Reduced-nicotine cigarettes were beneficial in reducing nicotine exposure and dependence, and also the number of cigarettes smoked per day, compared with standard-nicotine cigarettes in a 6-week study published in the New England Journal of Medicine (2015; doi:10.1056/NEJMsa1502403).
This study is the first large-scale clinical trial to examine the effects of reduced-nicotine cigarettes on smoking behavior and exposure to products contained within cigarette smoke, according to study co-investigator Hilary Tindle, MD, MPH, associate professor of Medicine and founding director of the Vanderbilt Center for Tobacco, Addiction and Lifestyle (ViTAL) in Nashville, Tennessee.
“As the first large-scale clinical trial to examine the impact of reduced-nicotine cigarettes, this study adds to the evidence that reduced-nicotine cigarettes decrease smoking, nicotine exposure, and nicotine dependence,” Tindle said. “Taken together, this new evidence suggests benefit, but more research is needed.”

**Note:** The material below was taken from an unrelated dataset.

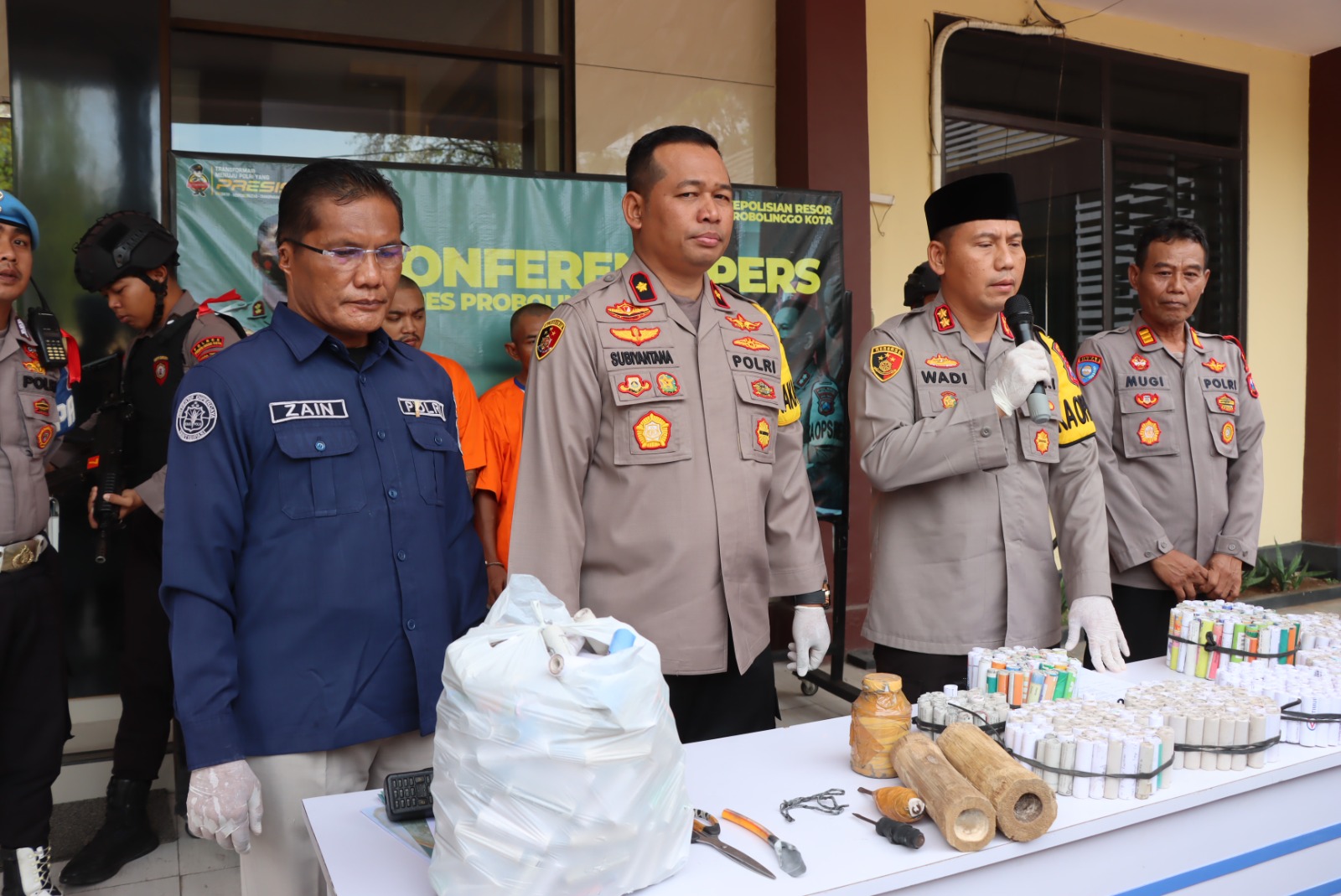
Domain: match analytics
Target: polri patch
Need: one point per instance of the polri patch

The clinical trial was conducted between June 2013 and July 2014 at 10 sites, with participants 18 years or older who smoked five or more cigarettes per day and had no current interest in quitting smoking.

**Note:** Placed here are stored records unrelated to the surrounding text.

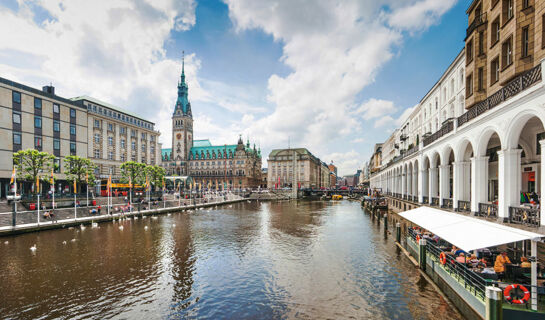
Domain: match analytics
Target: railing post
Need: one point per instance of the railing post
(493, 301)
(422, 254)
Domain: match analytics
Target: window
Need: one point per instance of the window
(469, 51)
(507, 53)
(495, 70)
(37, 122)
(525, 42)
(16, 138)
(507, 10)
(469, 85)
(481, 42)
(480, 79)
(495, 34)
(16, 97)
(16, 117)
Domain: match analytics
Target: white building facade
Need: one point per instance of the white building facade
(479, 160)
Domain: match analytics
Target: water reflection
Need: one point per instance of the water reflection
(252, 260)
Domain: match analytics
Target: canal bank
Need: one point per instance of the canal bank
(105, 217)
(267, 260)
(472, 295)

Participants were randomly assigned to smoke either their usual brand of cigarettes or 1 of 6 types of investigational cigarettes with nicotine content ranging from 15.8 mg per gram of tobacco (typical of commercial brands) down to 0.4 mg per gram.
A total of 840 participants underwent randomization, and 780 completed the 6-week study. During week 6, the average number of cigarettes smoked per day was lower for participants randomly assigned to cigarettes containing 2.4, 1.3, or 0.4 mg of nicotine per gram of tobacco (who smoked 16.5, 16.3, and 14.9 cigarettes per day, respectively) than for participants randomly assigned to their usual brand or to cigarettes containing 15.8 mg per gram (who smoked 22.2 and 21.3 cigarettes per day, respectively).

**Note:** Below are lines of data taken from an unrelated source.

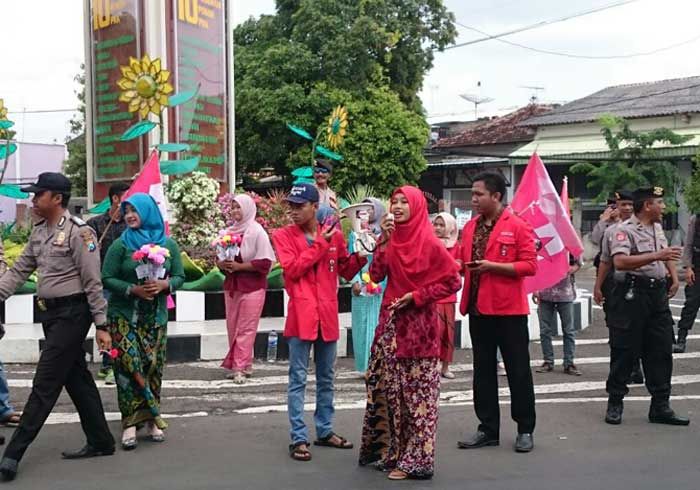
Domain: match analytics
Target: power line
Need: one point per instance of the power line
(541, 24)
(580, 56)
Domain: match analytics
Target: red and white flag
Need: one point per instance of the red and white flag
(537, 202)
(149, 182)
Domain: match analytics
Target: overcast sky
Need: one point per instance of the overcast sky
(44, 49)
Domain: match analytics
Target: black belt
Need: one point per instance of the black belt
(643, 282)
(53, 303)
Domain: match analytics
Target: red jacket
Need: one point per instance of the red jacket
(512, 240)
(311, 280)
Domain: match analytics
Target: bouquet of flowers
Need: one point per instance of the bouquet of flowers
(369, 287)
(227, 245)
(151, 258)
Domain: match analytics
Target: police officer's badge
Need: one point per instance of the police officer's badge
(88, 240)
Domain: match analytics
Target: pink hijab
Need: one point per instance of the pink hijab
(450, 228)
(256, 244)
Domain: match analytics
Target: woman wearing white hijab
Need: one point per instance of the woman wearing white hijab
(445, 226)
(245, 286)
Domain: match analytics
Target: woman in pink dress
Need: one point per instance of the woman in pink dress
(244, 287)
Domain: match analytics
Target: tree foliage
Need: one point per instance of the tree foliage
(295, 66)
(691, 189)
(634, 162)
(75, 166)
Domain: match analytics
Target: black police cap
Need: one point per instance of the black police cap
(49, 181)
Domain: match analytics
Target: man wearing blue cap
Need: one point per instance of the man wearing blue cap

Participants assigned to cigarettes with 5.2 mg of nicotine per gram smoked an average of 20.8 cigarettes per day, which did not differ significantly from the average number among those who smoked control cigarettes. Thus it was only the lower nicotine cigarettes (less than 5.2 mg of nicotine per gram of tobacco) that produced the result of smoking fewer cigarettes per day.
“Study participants who used reduced nicotine cigarettes decreased cigarette use and had lower levels of nicotine exposure and dependence,” Tindle said. “The study did not directly address tobacco-related morbidity or mortality and it is critical to understand that this study was not designed to test quitting smoking.”
“The follow-up period was relatively short (6 weeks) and the study was not statistically powered to measure clinical outcomes,” said Tindle, who served as the lead study physician while working at the University of Pittsburgh through the summer of 2014.
“Therefore, we cannot determine from this study if very low nicotine cigarettes are ‘safer’ than cigarettes currently on the market today. However, there is no ‘safe cigarette,’ and quitting smoking completely is the best way to improve health.”
Smoking is the leading cause of preventable morbidity and mortality in the United States and the world.
Tindle said reduced-nicotine cigarettes may be a way to potentially lessen the harm that smokers experience from cigarettes by decreasing the number of cigarettes that they smoke per day or potentially playing a role in quitting smoking altogether.
Under the 2009 Family Smoking Prevention and Tobacco Control Act, the FDA has the authority to reduce nicotine in cigarettes if it benefits public health.
“If the FDA is to make such a determination, it requires evidence to support or refute the hypothesis that reduced-nicotine cigarettes are beneficial to public health,” Tindle said.